Hi,
I'm running samtools (version 1.3.1, Ubuntu 17.04 default) to generate a VCF from a reference and some BAM files:
samtools mpileup --ff 0x800 -r my_contig -v -f my_genome.fa *.bam -o my.vcf
But in the VCF file, all lines have a format like:
my_contig 4 . A <*> 0 . DP=1;I16=1,0,0,0,34,1156,0,0,0,0,0,0,0,0,0,0;QS=1,0;MQ0F=1 PL 0,0,0 0,3,4
In short, ALT (alternative allele) is set to be "<>". From the VCF specification, * indicates a deletion, while brackets indicate some sort of ID string. To me, none of these make much sense, and here the depth is 1 - how can there be any variants here? (For actual polymorphic sites, ALT is something like G,<>. As if that helps.)

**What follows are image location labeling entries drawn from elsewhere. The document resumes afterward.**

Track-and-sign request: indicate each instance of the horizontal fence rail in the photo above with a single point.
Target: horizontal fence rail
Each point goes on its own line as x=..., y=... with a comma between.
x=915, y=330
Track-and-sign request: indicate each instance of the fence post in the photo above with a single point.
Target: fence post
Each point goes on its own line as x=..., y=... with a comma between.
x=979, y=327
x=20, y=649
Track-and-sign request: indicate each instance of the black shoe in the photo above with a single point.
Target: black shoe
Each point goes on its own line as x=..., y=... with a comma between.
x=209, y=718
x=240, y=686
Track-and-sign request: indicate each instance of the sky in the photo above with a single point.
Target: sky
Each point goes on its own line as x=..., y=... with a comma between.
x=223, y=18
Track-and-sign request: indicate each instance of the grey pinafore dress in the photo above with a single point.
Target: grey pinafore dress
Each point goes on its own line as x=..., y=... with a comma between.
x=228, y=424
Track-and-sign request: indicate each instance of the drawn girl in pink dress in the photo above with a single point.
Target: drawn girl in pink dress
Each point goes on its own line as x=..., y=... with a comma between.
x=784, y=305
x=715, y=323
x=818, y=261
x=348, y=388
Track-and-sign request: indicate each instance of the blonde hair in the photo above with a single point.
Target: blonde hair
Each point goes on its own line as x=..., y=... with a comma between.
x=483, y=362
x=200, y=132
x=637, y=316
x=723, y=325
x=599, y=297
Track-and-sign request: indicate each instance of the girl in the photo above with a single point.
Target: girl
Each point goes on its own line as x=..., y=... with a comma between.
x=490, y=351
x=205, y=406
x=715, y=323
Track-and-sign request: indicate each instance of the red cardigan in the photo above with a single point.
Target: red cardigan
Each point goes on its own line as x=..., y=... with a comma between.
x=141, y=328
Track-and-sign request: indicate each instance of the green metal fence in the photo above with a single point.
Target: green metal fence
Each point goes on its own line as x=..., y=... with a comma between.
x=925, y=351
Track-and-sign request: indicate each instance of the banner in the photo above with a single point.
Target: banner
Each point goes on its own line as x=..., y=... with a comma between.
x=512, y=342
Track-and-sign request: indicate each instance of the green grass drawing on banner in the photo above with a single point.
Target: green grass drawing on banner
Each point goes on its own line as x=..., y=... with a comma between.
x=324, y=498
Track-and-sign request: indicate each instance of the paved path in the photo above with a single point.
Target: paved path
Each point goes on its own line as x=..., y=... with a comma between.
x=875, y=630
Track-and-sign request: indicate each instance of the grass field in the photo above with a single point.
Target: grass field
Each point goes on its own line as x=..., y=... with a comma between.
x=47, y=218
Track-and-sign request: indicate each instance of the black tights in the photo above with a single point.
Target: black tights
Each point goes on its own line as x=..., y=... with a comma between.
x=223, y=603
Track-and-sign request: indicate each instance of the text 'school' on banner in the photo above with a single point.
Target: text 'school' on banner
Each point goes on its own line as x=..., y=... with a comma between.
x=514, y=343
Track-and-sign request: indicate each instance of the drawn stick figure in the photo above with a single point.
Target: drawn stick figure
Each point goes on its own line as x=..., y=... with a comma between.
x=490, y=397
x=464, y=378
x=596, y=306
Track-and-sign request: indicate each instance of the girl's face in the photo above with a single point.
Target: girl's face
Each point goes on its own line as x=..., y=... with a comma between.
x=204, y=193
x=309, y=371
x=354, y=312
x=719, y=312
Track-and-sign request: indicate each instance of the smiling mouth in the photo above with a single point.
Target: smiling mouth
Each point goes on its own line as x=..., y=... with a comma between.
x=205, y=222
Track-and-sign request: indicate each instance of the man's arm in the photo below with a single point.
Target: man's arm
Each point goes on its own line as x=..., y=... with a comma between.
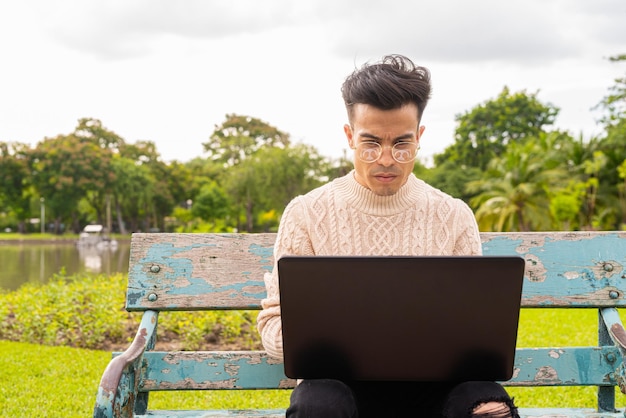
x=292, y=239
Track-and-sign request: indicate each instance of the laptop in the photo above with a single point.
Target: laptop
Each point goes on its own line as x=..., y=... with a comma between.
x=443, y=318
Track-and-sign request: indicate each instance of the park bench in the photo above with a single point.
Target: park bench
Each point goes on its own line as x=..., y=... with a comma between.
x=225, y=271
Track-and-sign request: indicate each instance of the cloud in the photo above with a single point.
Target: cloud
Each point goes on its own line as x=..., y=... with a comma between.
x=120, y=29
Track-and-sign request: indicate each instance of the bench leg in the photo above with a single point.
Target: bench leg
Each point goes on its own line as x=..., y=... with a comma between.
x=606, y=394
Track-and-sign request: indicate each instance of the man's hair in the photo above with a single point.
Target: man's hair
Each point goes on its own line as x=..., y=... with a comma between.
x=389, y=84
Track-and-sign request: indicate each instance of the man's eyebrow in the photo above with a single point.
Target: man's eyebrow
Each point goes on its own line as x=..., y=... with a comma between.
x=375, y=138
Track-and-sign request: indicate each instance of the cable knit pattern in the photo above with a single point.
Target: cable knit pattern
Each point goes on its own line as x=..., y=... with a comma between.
x=344, y=218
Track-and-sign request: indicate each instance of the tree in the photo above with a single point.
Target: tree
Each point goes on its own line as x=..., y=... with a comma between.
x=15, y=190
x=211, y=203
x=614, y=103
x=241, y=136
x=513, y=194
x=484, y=132
x=132, y=191
x=271, y=178
x=65, y=169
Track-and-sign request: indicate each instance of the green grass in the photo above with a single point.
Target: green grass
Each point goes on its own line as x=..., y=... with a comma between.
x=44, y=381
x=59, y=381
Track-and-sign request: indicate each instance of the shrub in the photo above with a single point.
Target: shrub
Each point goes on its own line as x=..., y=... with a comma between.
x=87, y=311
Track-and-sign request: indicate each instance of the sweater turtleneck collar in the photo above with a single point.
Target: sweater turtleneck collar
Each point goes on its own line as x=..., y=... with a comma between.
x=366, y=201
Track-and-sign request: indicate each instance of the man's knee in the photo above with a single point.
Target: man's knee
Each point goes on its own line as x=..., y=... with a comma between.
x=322, y=398
x=479, y=399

I'm quite confused by this, and a subsequent 'bcftools' similarly fails:
Symbolic alleles other than <DEL> are currently not supported: <*> at my_contig:4
I can generate the consensus using a program I've written myself, but I would like to leverage whatever magic bcftools uses to QC polymorphisms, and also I think it is better to stick to more mainstream tools - providing they work, that is.
Was there ever a resolution to this problem? I'm also trying to get a consensus out of my vcf (same reason, I want the QC), and running into exactly the same error.
If you want a solution, i.e., to not have to deal with these ridiculous <*> calls, then piping
bcftools mpileup
intobcftools call
should not result in these alleles being included in your final VCF. Check out my code here (Analysis Step 7): https://github.com/kevinblighe/ClinicalGradeDNAseq/blob/master/AnalysisMasterVersion1.shit's generated here: https://github.com/samtools/samtools/blob/master/bam2bcf.c#L741 I think there is no call/no ALT here. Did you bcftools call with '--variants-only' ?
I didn't use --variants-only (it's not an option to 'bcftools consensus', which I used). The output is from samtools and not bcftools, anyway. Thanks for the code pointer, but I can't really understand how this is supposed to work.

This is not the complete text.